Last night my friend Georgia and I consumed a bottle of wine with dinner and soon after her beer goggles became firmly attached to her face. “You are so hot” she told me – I glared at her. My hair was in a wet crumpled mess, there was an eruption kindly called a zit on my chin and I was wearing my pajamas…sounds pretty yeah?
I then began to think about the term ‘beer goggles ‘and what they mean in today’s drinking society.
Too many times have I heard the excuse from males ‘she was hot in the club – I swear’, ‘must have been my beer goggles’. I saw you only have a few drinks, stop lying and admit it – you just wanted a root.
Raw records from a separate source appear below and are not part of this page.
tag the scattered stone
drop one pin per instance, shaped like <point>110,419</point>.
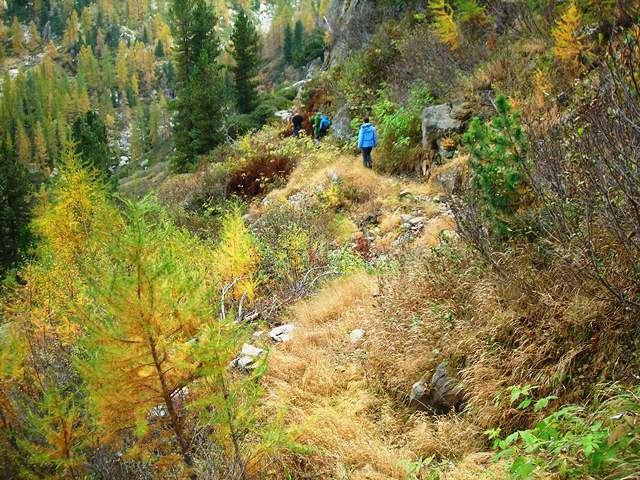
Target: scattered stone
<point>247,358</point>
<point>283,333</point>
<point>441,393</point>
<point>258,334</point>
<point>356,335</point>
<point>341,124</point>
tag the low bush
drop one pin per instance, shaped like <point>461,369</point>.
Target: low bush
<point>601,440</point>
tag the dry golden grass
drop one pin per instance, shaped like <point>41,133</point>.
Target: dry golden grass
<point>319,380</point>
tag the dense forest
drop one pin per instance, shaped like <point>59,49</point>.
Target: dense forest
<point>196,282</point>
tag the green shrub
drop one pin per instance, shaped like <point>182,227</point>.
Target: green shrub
<point>399,129</point>
<point>576,443</point>
<point>499,151</point>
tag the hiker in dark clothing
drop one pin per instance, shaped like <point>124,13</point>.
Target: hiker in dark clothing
<point>297,121</point>
<point>325,123</point>
<point>367,140</point>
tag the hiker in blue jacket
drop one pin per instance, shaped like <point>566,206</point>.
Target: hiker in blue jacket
<point>367,140</point>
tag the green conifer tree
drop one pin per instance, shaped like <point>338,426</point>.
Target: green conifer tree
<point>199,104</point>
<point>92,142</point>
<point>14,206</point>
<point>246,53</point>
<point>287,48</point>
<point>298,43</point>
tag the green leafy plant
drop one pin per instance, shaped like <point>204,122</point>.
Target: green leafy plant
<point>573,442</point>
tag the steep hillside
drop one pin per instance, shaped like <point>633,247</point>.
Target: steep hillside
<point>196,292</point>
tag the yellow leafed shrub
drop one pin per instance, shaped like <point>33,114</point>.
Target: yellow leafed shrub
<point>570,43</point>
<point>237,257</point>
<point>445,24</point>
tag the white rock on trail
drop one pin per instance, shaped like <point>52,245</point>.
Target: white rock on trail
<point>248,355</point>
<point>356,335</point>
<point>283,333</point>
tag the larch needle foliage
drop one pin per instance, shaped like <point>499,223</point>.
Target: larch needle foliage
<point>570,41</point>
<point>237,257</point>
<point>147,305</point>
<point>445,23</point>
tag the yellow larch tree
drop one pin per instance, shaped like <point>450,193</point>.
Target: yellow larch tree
<point>570,42</point>
<point>148,301</point>
<point>71,35</point>
<point>17,37</point>
<point>237,257</point>
<point>445,24</point>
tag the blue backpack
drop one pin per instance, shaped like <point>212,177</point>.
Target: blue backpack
<point>325,122</point>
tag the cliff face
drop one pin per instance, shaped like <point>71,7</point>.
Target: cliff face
<point>352,23</point>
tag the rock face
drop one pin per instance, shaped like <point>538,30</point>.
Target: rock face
<point>441,120</point>
<point>352,23</point>
<point>341,125</point>
<point>442,392</point>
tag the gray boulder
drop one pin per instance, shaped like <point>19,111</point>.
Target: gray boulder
<point>283,333</point>
<point>441,120</point>
<point>441,393</point>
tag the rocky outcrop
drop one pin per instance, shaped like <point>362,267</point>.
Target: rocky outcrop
<point>352,23</point>
<point>341,124</point>
<point>441,393</point>
<point>439,124</point>
<point>439,121</point>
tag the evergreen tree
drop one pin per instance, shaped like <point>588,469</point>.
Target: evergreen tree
<point>246,53</point>
<point>92,143</point>
<point>14,207</point>
<point>159,52</point>
<point>199,103</point>
<point>72,32</point>
<point>287,48</point>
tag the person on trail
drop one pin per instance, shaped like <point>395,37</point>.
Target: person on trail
<point>367,140</point>
<point>314,120</point>
<point>325,123</point>
<point>297,120</point>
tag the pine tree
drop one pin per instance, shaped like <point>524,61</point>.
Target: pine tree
<point>246,54</point>
<point>122,68</point>
<point>90,136</point>
<point>199,103</point>
<point>445,24</point>
<point>41,155</point>
<point>14,206</point>
<point>287,48</point>
<point>71,35</point>
<point>17,37</point>
<point>34,36</point>
<point>159,51</point>
<point>23,146</point>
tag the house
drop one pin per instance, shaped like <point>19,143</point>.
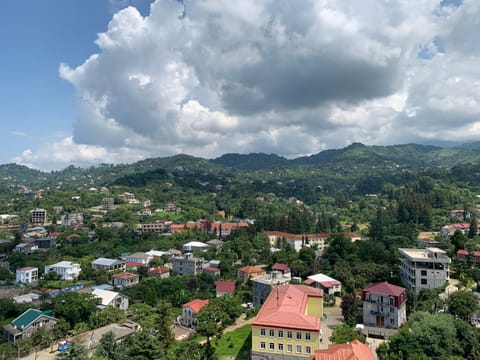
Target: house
<point>66,269</point>
<point>288,324</point>
<point>427,268</point>
<point>384,305</point>
<point>111,298</point>
<point>28,323</point>
<point>354,350</point>
<point>328,284</point>
<point>224,287</point>
<point>263,285</point>
<point>189,310</point>
<point>125,279</point>
<point>27,275</point>
<point>247,272</point>
<point>187,265</point>
<point>160,272</point>
<point>108,265</point>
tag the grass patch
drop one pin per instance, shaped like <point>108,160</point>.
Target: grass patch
<point>235,345</point>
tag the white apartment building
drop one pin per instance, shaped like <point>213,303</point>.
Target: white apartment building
<point>66,269</point>
<point>424,268</point>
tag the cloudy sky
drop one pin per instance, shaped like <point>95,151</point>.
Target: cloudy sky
<point>91,81</point>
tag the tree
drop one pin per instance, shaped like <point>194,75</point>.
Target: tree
<point>462,304</point>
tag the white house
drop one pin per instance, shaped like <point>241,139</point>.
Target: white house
<point>66,269</point>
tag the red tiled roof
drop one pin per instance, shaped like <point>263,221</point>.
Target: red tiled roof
<point>355,350</point>
<point>196,305</point>
<point>225,286</point>
<point>285,307</point>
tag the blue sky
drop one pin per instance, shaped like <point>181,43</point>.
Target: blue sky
<point>91,81</point>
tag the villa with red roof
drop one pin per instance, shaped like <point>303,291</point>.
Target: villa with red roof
<point>288,324</point>
<point>189,310</point>
<point>384,306</point>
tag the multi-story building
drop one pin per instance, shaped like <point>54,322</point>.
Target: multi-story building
<point>66,269</point>
<point>38,216</point>
<point>424,268</point>
<point>288,324</point>
<point>263,285</point>
<point>187,265</point>
<point>27,275</point>
<point>384,305</point>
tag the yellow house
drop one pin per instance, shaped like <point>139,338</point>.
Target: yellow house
<point>288,324</point>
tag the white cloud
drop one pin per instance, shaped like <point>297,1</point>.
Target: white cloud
<point>290,77</point>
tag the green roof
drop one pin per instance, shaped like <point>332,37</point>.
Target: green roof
<point>28,317</point>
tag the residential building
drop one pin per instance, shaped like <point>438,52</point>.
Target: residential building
<point>187,265</point>
<point>263,285</point>
<point>109,265</point>
<point>38,216</point>
<point>27,275</point>
<point>224,287</point>
<point>66,269</point>
<point>424,268</point>
<point>111,298</point>
<point>288,324</point>
<point>384,305</point>
<point>125,279</point>
<point>189,311</point>
<point>353,350</point>
<point>329,285</point>
<point>247,272</point>
<point>28,323</point>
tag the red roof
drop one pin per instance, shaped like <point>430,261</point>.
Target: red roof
<point>355,350</point>
<point>286,306</point>
<point>196,305</point>
<point>225,286</point>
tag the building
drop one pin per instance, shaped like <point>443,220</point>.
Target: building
<point>111,298</point>
<point>66,269</point>
<point>247,272</point>
<point>27,275</point>
<point>263,285</point>
<point>108,265</point>
<point>424,268</point>
<point>288,324</point>
<point>189,310</point>
<point>38,217</point>
<point>28,323</point>
<point>187,265</point>
<point>125,279</point>
<point>384,305</point>
<point>354,350</point>
<point>330,286</point>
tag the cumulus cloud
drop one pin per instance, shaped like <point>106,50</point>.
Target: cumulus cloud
<point>206,78</point>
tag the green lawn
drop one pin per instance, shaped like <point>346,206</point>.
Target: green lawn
<point>235,345</point>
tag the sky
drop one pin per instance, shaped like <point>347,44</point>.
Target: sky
<point>85,82</point>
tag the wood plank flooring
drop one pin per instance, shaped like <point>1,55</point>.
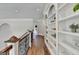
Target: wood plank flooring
<point>38,46</point>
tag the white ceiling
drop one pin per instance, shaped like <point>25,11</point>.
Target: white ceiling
<point>21,10</point>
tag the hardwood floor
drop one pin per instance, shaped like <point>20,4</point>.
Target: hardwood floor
<point>38,46</point>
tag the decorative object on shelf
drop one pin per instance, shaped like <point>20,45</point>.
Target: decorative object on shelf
<point>74,27</point>
<point>54,35</point>
<point>76,7</point>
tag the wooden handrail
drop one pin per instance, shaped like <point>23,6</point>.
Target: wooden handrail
<point>24,35</point>
<point>6,50</point>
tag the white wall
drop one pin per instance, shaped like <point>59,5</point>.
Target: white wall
<point>16,27</point>
<point>41,26</point>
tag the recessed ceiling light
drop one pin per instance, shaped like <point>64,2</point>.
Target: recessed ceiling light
<point>16,11</point>
<point>37,9</point>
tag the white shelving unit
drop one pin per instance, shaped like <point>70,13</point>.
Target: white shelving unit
<point>50,36</point>
<point>67,38</point>
<point>58,19</point>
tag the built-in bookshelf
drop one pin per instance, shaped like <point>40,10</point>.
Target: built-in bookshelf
<point>59,37</point>
<point>50,36</point>
<point>68,40</point>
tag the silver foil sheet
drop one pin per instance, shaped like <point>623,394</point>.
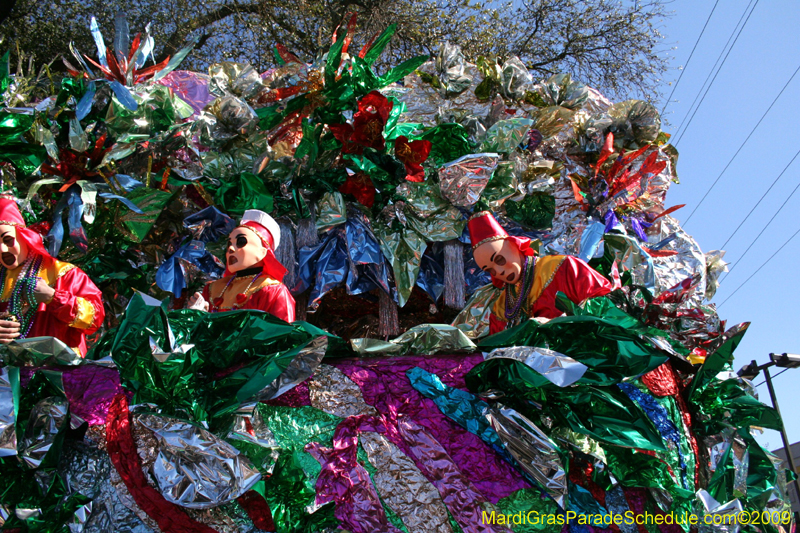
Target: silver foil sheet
<point>195,468</point>
<point>559,369</point>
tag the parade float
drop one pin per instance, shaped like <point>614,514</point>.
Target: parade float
<point>386,405</point>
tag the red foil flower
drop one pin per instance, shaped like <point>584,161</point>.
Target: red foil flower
<point>367,128</point>
<point>412,154</point>
<point>360,185</point>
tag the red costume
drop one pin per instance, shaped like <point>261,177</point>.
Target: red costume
<point>76,308</point>
<point>552,274</point>
<point>257,287</point>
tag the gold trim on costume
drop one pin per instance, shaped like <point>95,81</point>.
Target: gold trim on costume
<point>85,315</point>
<point>489,239</point>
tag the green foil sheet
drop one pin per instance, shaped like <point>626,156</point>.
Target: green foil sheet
<point>290,491</point>
<point>152,202</point>
<point>201,366</point>
<point>245,191</point>
<point>331,211</point>
<point>155,113</point>
<point>404,248</point>
<point>611,352</point>
<point>505,135</point>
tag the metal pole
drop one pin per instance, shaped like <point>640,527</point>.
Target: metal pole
<point>786,447</point>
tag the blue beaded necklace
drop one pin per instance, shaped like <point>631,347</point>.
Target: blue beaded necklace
<point>23,294</point>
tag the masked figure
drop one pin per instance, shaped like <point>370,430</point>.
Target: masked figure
<point>253,273</point>
<point>531,283</point>
<point>42,296</point>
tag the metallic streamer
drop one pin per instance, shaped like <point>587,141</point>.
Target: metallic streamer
<point>559,369</point>
<point>194,468</point>
<point>334,393</point>
<point>48,418</point>
<point>403,487</point>
<point>532,449</point>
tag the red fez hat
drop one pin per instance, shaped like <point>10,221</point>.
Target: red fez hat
<point>10,216</point>
<point>483,228</point>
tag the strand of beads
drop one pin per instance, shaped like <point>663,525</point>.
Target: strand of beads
<point>514,304</point>
<point>24,292</point>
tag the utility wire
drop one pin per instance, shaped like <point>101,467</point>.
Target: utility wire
<point>719,58</point>
<point>759,268</point>
<point>762,196</point>
<point>773,377</point>
<point>715,75</point>
<point>737,153</point>
<point>669,98</point>
<point>775,214</point>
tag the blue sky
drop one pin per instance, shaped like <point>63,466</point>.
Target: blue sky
<point>763,59</point>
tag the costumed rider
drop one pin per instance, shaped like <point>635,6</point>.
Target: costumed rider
<point>531,282</point>
<point>252,277</point>
<point>42,296</point>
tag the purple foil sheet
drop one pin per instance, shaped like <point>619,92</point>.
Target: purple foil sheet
<point>384,385</point>
<point>89,389</point>
<point>191,87</point>
<point>344,481</point>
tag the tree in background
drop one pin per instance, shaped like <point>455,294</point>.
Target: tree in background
<point>610,44</point>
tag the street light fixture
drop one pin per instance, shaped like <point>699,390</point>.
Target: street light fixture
<point>784,360</point>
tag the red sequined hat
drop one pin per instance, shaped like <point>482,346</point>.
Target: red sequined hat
<point>10,216</point>
<point>483,228</point>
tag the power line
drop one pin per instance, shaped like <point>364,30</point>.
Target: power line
<point>690,58</point>
<point>762,196</point>
<point>715,75</point>
<point>737,153</point>
<point>773,377</point>
<point>775,214</point>
<point>759,268</point>
<point>719,58</point>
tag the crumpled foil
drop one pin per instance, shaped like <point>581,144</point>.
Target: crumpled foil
<point>239,79</point>
<point>562,90</point>
<point>689,262</point>
<point>451,67</point>
<point>40,351</point>
<point>191,87</point>
<point>226,118</point>
<point>462,181</point>
<point>505,135</point>
<point>195,468</point>
<point>515,80</point>
<point>559,369</point>
<point>532,449</point>
<point>473,320</point>
<point>251,435</point>
<point>333,392</point>
<point>87,470</point>
<point>404,488</point>
<point>48,418</point>
<point>729,521</point>
<point>715,266</point>
<point>425,338</point>
<point>299,369</point>
<point>8,417</point>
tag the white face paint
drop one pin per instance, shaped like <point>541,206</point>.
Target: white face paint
<point>501,259</point>
<point>13,252</point>
<point>245,250</point>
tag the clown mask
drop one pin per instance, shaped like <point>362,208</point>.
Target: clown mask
<point>13,251</point>
<point>501,259</point>
<point>245,249</point>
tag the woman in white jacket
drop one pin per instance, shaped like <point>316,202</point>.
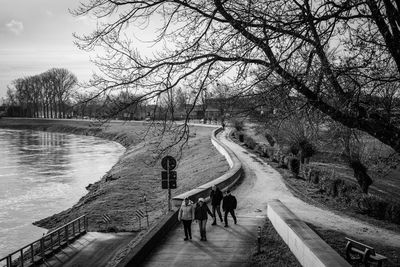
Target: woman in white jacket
<point>186,215</point>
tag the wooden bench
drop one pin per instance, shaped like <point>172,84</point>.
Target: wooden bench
<point>364,253</point>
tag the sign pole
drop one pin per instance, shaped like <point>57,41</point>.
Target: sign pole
<point>145,206</point>
<point>169,188</point>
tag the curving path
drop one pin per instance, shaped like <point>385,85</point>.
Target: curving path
<point>269,185</point>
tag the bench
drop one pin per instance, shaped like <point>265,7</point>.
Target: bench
<point>363,253</point>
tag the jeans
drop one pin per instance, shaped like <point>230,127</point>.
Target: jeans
<point>232,212</point>
<point>217,208</point>
<point>187,226</point>
<point>202,228</point>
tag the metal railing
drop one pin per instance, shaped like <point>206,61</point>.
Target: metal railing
<point>42,248</point>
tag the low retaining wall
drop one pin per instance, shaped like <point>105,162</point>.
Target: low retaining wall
<point>306,245</point>
<point>155,234</point>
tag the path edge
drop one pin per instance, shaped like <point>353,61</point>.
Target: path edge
<point>153,237</point>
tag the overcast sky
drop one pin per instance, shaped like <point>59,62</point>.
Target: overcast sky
<point>36,35</point>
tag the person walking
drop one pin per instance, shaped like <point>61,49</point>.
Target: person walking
<point>216,198</point>
<point>186,215</point>
<point>229,205</point>
<point>200,214</point>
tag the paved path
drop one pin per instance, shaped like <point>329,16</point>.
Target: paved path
<point>92,249</point>
<point>230,247</point>
<point>224,246</point>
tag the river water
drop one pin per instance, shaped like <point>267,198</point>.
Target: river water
<point>42,173</point>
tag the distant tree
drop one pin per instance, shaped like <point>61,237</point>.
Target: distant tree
<point>336,54</point>
<point>46,94</point>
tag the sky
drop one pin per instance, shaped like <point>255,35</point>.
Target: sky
<point>36,35</point>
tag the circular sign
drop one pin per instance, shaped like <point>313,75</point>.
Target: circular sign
<point>168,163</point>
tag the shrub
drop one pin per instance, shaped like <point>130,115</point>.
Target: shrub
<point>393,213</point>
<point>250,143</point>
<point>270,139</point>
<point>294,165</point>
<point>237,124</point>
<point>378,207</point>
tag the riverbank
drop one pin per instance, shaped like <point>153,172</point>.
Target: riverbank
<point>119,193</point>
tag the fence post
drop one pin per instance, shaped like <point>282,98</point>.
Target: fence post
<point>259,240</point>
<point>32,254</point>
<point>59,237</point>
<point>22,257</point>
<point>85,220</point>
<point>66,234</point>
<point>9,261</point>
<point>42,247</point>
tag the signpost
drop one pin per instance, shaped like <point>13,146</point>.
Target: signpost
<point>168,177</point>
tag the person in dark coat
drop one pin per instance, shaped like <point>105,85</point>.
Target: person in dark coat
<point>216,198</point>
<point>200,215</point>
<point>229,205</point>
<point>186,215</point>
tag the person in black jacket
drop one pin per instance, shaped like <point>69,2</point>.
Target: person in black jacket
<point>200,215</point>
<point>216,198</point>
<point>229,205</point>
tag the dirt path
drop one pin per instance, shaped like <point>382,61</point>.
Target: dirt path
<point>263,184</point>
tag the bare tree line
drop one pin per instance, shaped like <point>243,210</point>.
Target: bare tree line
<point>339,56</point>
<point>46,95</point>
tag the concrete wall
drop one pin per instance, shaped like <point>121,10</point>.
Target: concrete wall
<point>157,232</point>
<point>306,245</point>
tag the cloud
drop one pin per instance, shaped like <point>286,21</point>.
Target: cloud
<point>15,26</point>
<point>49,13</point>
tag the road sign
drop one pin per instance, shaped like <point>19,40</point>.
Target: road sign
<point>172,184</point>
<point>140,214</point>
<point>172,175</point>
<point>106,218</point>
<point>168,163</point>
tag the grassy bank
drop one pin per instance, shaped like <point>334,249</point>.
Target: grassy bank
<point>120,191</point>
<point>302,189</point>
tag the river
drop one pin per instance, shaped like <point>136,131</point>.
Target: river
<point>42,173</point>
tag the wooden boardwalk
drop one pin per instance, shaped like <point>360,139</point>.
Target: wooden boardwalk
<point>92,249</point>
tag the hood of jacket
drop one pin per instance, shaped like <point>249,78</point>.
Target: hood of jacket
<point>189,204</point>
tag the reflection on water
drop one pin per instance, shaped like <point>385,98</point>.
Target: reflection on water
<point>42,173</point>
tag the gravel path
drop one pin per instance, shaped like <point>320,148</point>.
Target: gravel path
<point>262,184</point>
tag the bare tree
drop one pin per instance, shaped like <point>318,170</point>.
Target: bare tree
<point>317,48</point>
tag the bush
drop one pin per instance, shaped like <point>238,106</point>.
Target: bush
<point>395,213</point>
<point>378,207</point>
<point>237,124</point>
<point>250,143</point>
<point>294,165</point>
<point>270,139</point>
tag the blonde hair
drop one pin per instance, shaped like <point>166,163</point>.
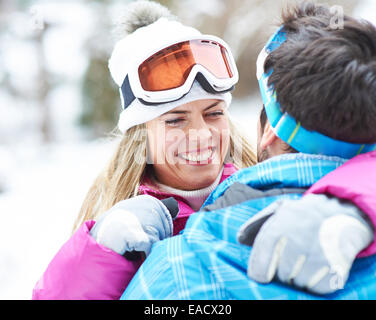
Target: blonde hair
<point>122,177</point>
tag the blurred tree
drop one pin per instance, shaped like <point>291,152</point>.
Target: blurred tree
<point>244,24</point>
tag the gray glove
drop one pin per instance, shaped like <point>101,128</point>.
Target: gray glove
<point>134,224</point>
<point>310,243</point>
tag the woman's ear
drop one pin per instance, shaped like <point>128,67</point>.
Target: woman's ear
<point>268,137</point>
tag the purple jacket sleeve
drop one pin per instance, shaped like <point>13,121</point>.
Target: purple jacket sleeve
<point>85,270</point>
<point>354,181</point>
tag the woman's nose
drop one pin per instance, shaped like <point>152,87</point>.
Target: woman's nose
<point>200,132</point>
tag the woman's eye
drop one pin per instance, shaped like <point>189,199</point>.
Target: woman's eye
<point>173,121</point>
<point>215,114</point>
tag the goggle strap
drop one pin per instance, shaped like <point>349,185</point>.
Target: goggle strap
<point>129,97</point>
<point>126,91</point>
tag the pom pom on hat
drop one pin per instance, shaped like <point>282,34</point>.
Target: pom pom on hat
<point>140,14</point>
<point>147,27</point>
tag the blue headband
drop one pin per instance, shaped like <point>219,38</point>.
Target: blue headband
<point>286,127</point>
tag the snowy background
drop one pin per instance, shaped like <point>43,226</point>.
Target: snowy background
<point>48,159</point>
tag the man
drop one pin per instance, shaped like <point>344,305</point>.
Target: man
<point>318,86</point>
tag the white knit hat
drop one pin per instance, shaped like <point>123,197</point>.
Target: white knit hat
<point>149,39</point>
I do however think that in many cases beer goggles do exist. So many of my girlfriends have hooked up at a bar, then when they have met up with him the next day (or shamefully woken up with him the next day) cold-hard-sober reality kicks in and the cuddly pouch is actually 20kg overweight, the ‘receding hairline ‘is actually a massive bald spot and the slight age difference is actually your fathers friend.
Luckily my partner in crime for tonight, one of the greatest people in the world – Ashley and I both have boyfriends so our beer goggles will remain firmly on each other. This can be just as bad. Too many nights do I have way too much to drink WHILST I am getting ready (always a bad idea) – leave the house thinking I look damn hot – look at photos the next day and gasp in shock horror.
Ashley and I are headed for Kings Cross tonight – and as it always is with Ash – it will be a crazy night. I thought black might be appropriate as drinks are likely to be spilled. So a loose fitting silk dress found in Asia is on the cards and that will show of the legs well. Ghd curls + a whole lot of volume for the hair and some dark makeup used on the eyes is a safe but sexy option. (It’s hard to mess up – even after 8 cocktails)
My beautiful friend Leigh and I are having a civilized dinner and movie date night tomorrow; so for that occasion I will be wearing black tights with an oversized vintage fuchsia blouse. (Belted of course)
Tomorrow will no doubtedly find me with my head stuck down a toilet and Sunday I am working –AKA playing with makeup for 4 hours with Ash.
Weekend Tip –After 10 drinks rethink all your decisions; remember your beer goggles are now embedded to your face!
Hope you all have a great weekend, play hard and have fun!